OpenAI, the artificial intelligence startup founded by Elon Musk behind the popular text-to-image generator DALL-E, announced tuesday the release of its new POINT-E imaging machine, which can produce 3D point clouds directly from text prompts. While existing systems like Google’s DreamFusion typically require several hours – and GPUs – to generate their images, Point-E only needs a GPU and a minute or two.
3D modeling is used in a variety of industries and applications. CGI effects of modern blockbuster movies, video games, virtual reality and augmented reality, NASA lunar crater mapping missionsGoogle heritage site preservation projectsand Meta’s vision for the Metaverse all depend on 3D modeling capabilities. However, creating photorealistic 3D images is still a time and resource consuming process, despite NVIDIA’s work to automate object generation and epic games RealityCapture mobile appwhich allows anyone with an iOS phone to scan real-world objects as 3D images.
Image synthesis systems such as DALL-E 2 and Craiyon from OpenAI, DeepAI, Lensa from Prisma Lab or Stable Diffusion from HuggingFace have rapidly gained popularity, notoriety and infamy in recent years. Text-to-3D is an offshoot of this research. Point-E, unlike similar systems, “leads a large corpus of (text, image) pairs, allowing it to follow diverse and complex prompts, while our image-3D model is trained on a smaller dataset of (image, 3D) pairs,” the OpenAI research team led by Alex Nichol wrote in Point E: A system for generating 3D point clouds from complex prompts, published last week. “To produce a 3D object from a text prompt, we first sample an image using the text-image model and then sample a 3D object conditioned on the sampled image. Both of these steps can be performed in seconds, and do not require costly optimization procedures.”
If you were to enter a text prompt, for example “A cat eating a burrito”, Point-E will first generate a 3D render of a synthetic view of said burrito-eating cat. It will then run this generated image through a series of diffusion models to create the 3D RGB point cloud of the initial image – first producing a coarse 1024 point cloud model and then a finer 4096 point cloud model. points. “In practice, we assume that the image contains the relevant information from the text and do not explicitly condition the scatter plots on the text,” the research team points out.

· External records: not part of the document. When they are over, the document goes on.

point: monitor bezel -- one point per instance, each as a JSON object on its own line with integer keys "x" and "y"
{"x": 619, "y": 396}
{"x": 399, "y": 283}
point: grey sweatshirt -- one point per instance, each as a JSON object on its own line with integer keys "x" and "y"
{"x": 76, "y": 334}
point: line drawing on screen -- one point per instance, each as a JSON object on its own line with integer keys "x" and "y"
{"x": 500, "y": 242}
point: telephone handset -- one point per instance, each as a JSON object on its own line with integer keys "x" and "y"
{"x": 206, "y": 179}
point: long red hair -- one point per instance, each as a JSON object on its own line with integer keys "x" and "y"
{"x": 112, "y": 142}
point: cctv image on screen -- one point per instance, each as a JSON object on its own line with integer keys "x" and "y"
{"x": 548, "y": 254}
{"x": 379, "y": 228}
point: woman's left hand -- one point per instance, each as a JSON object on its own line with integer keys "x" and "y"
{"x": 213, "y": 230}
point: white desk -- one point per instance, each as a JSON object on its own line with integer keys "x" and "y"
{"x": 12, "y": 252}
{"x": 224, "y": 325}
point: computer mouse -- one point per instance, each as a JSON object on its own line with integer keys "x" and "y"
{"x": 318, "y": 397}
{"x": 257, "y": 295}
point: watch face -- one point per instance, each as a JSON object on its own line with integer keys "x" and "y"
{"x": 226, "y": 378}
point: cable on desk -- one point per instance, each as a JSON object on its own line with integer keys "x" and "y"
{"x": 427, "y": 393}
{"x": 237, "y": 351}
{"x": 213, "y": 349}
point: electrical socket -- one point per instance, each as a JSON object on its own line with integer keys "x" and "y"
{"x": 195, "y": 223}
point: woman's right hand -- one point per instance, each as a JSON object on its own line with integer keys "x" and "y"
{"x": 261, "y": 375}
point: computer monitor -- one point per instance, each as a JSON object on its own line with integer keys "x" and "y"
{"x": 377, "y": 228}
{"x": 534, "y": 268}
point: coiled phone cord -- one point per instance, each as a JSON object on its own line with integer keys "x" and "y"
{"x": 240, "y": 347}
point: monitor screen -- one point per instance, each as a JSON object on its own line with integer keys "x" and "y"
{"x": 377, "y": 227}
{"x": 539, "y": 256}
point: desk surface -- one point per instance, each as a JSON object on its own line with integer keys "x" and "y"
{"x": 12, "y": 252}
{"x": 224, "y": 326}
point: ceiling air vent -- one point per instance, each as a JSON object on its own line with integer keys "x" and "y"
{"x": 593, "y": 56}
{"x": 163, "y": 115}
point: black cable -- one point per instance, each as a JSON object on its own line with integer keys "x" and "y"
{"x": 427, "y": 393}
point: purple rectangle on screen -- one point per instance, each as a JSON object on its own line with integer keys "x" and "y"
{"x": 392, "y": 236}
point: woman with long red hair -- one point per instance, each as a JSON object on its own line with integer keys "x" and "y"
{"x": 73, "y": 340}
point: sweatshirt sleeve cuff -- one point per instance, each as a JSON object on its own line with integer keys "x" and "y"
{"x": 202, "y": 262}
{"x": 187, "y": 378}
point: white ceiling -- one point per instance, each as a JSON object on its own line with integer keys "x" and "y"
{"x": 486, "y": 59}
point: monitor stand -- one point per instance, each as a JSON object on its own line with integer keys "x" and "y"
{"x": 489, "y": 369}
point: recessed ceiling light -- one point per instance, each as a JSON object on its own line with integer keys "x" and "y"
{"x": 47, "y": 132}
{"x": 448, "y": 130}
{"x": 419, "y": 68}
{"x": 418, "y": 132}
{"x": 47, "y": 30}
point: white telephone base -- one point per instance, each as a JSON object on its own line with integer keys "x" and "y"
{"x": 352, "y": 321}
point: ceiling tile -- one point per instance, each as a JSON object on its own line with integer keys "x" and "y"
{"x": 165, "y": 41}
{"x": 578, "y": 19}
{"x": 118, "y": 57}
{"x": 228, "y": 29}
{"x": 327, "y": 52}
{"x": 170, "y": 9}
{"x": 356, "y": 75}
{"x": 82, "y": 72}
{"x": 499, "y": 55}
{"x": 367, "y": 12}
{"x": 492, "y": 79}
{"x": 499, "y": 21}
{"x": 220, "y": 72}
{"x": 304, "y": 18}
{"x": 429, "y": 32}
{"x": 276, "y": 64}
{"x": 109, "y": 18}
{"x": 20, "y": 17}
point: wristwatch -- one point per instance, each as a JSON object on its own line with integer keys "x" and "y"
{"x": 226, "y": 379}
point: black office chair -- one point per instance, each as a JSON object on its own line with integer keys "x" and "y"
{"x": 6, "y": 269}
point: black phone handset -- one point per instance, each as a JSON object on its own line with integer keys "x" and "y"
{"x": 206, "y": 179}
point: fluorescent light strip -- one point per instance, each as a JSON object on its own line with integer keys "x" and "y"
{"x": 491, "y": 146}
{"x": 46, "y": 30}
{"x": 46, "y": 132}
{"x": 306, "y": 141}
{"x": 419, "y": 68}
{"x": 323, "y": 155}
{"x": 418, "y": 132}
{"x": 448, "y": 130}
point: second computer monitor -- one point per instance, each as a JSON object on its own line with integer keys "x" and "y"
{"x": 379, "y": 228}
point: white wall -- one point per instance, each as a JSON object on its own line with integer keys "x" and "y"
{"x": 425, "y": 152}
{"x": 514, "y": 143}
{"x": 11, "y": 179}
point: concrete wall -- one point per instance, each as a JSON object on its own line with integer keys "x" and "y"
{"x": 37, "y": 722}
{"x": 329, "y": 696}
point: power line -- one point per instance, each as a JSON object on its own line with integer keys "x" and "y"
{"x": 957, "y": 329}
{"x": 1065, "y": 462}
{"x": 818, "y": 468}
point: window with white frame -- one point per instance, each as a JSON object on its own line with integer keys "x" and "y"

These broadcast models have each been trained on “millions” of 3D models, all converted into a standardized format. “Although our method performs worse on this assessment than state-of-the-art techniques,” the team concedes, “it produces samples in a small fraction of the time.” If you want to try it out for yourself, OpenAI has released the project’s open source code at GithubGenericName.
All products recommended by Engadget are selected by our editorial team, independent of our parent company. Some of our stories include affiliate links. If you purchase something through one of these links, we may earn an affiliate commission. All prices correct at time of publication.